- Genre: Drama; Psychological thriller; Mystery;
- Created by: Mira Mustaffa
- Written by: Mira Mustaffa; Nadim Hisham; Ariff Zulkarnain; Haris M. Nor; Nik Naemah;
- Directed by: Ariff Zulkarnain
- Starring: Beto Kusyairy; Zahirah MacWilson;
- Country of origin: Malaysia
- Original language: Malay
- No. of episodes: 10

Production
- Executive producer: Raja Jastina Raja Arshad
- Producers: Hazim Hisham; Nadim Hisham; Ariff Zulkarnain;
- Cinematography: Tan Teck Zee
- Editors: Safwan Salleh; Faizal Basil Mohd;
- Production companies: Astro Shaw; Indigo Films;

Original release
- Network: Astro Citra
- Release: May 8 – June 26, 2026

= Good Boys Go to Heaven =

Good Boys Go to Heaven is a 2026 Malaysian television drama series broadcast on Astro Citra from 8 May to 26 June 2026. Directed by Ariff Zulkarnain, the series stars Beto Kusyairy and Zahirah MacWilson in the lead role.

==Premise==
Yasser faced a moment of anxiety when his eight-year-old son, Ahyan, suddenly disappeared. Police and volunteers launched a massive search operation in the surrounding area to track down the little boy. He become the prime suspect of his son's murder. The case against him escalates when it turns out that he has no alibi, suffers from memory problems and domestic turmoil. Increasingly depressed, Yasser begins his own investigation to unravel the mystery of Ahyan's death.

==Cast==

===Main===
- Beto Kusyairy as Yasser Nu'man
- Zahirah MacWilson as Dahlia Iskandar

===Supporting===
- Sayf Mikael as Ahyan Yasser
- Firdaus Karim as Bahamin Basheer
- Sky Iskandar as Reyhan Abdullah Sani
- Malek Mccrone as Zayd Jamaludin
- Amerul Affendi as Inspector Kamal Hussaini
- Mila Mohsin as Maureen
- Amanda Ang as Sergeant Leona Lee
- Dai Fuad as Anwar Nahar Musa Alamin
- Zaleha Iman as Mia

===Guests===
- Sherie Merlis as Anisah
- Rafique Iskandar as young Yasser
- Afif Aisy as young Bahamin muda
- Faiz Shafie as young Zayd
- Essan Yahya as the news presenter
- Haris M. Nor as Ustaz
- Stivens Hwang Shuang Aun as Uncle Yap
- Shah Kimin as Ustaz Nizam
- Marzuki Noh as Nu'man Nurdin
- Qaid Aqwa as young Nahar

==Production==
Good Boys Go to Heaven was directed by Ariff Zulkarnain, with Mira Mustaffa, Nadim Hisham, Ariff Zulkarnain, Haris M. Nor and Nik Naemah serves as the screenwriters. The production team also worked with experts in child psychology and medical fields to ensure the issues of trauma and child disappearance was handled responsibly, while given its highly sensitive nature.

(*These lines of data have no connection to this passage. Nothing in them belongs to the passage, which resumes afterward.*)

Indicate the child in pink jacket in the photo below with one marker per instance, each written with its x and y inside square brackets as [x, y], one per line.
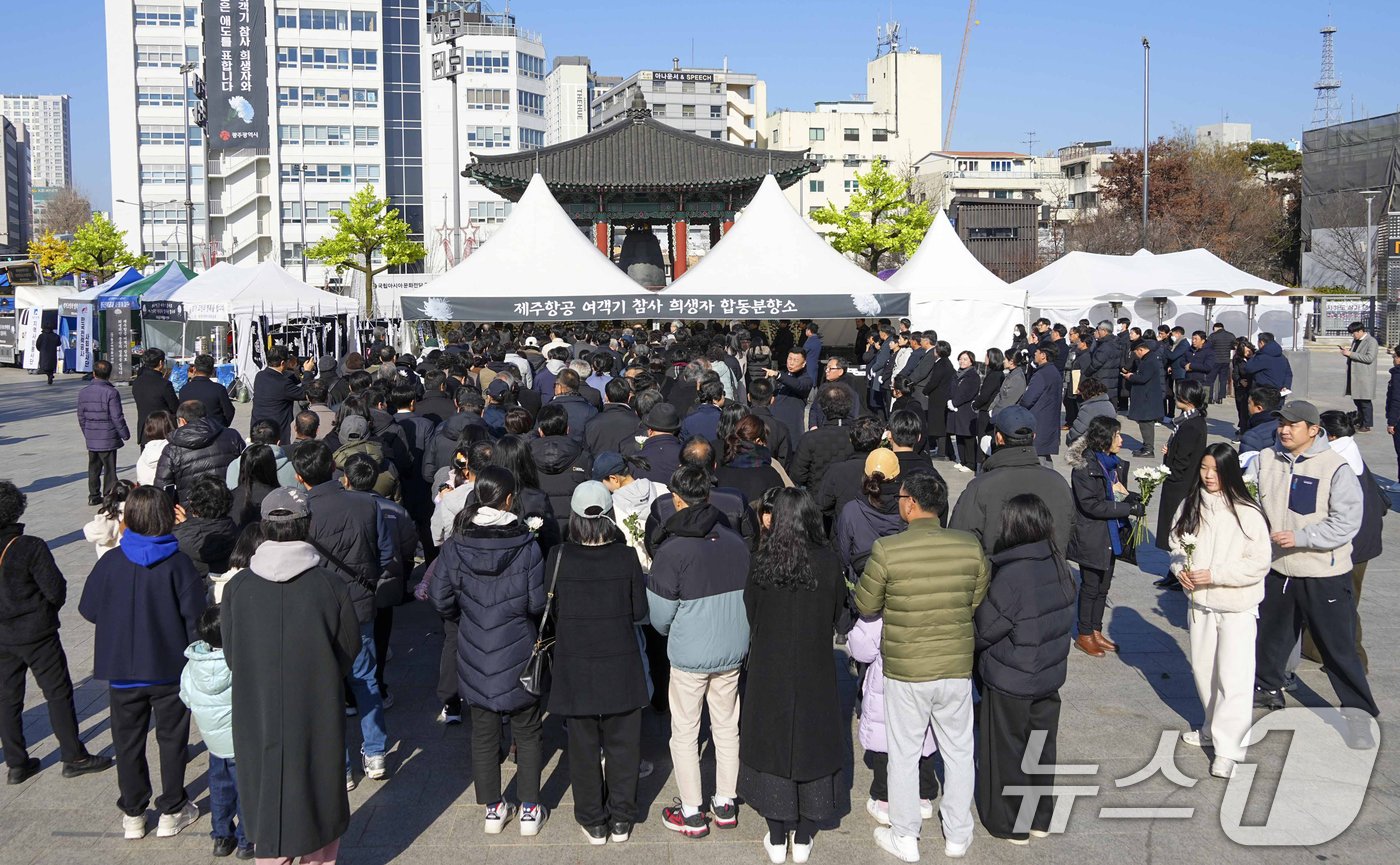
[864, 647]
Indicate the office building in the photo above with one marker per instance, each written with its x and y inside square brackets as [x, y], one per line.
[16, 209]
[896, 121]
[713, 102]
[343, 112]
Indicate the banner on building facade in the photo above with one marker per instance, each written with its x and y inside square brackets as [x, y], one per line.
[235, 73]
[478, 308]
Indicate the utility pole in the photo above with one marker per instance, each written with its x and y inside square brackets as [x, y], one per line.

Filming took place in most parts of Kuala Lumpur and the Klang Valley area, as well as Perak for 52 days.

==Themes==
Ian Jeremiah Patrick, writing for the Malay Mail, highlights the series depiction of "trauma in depth" and examines "such experiences affect not only individuals, but also those around them".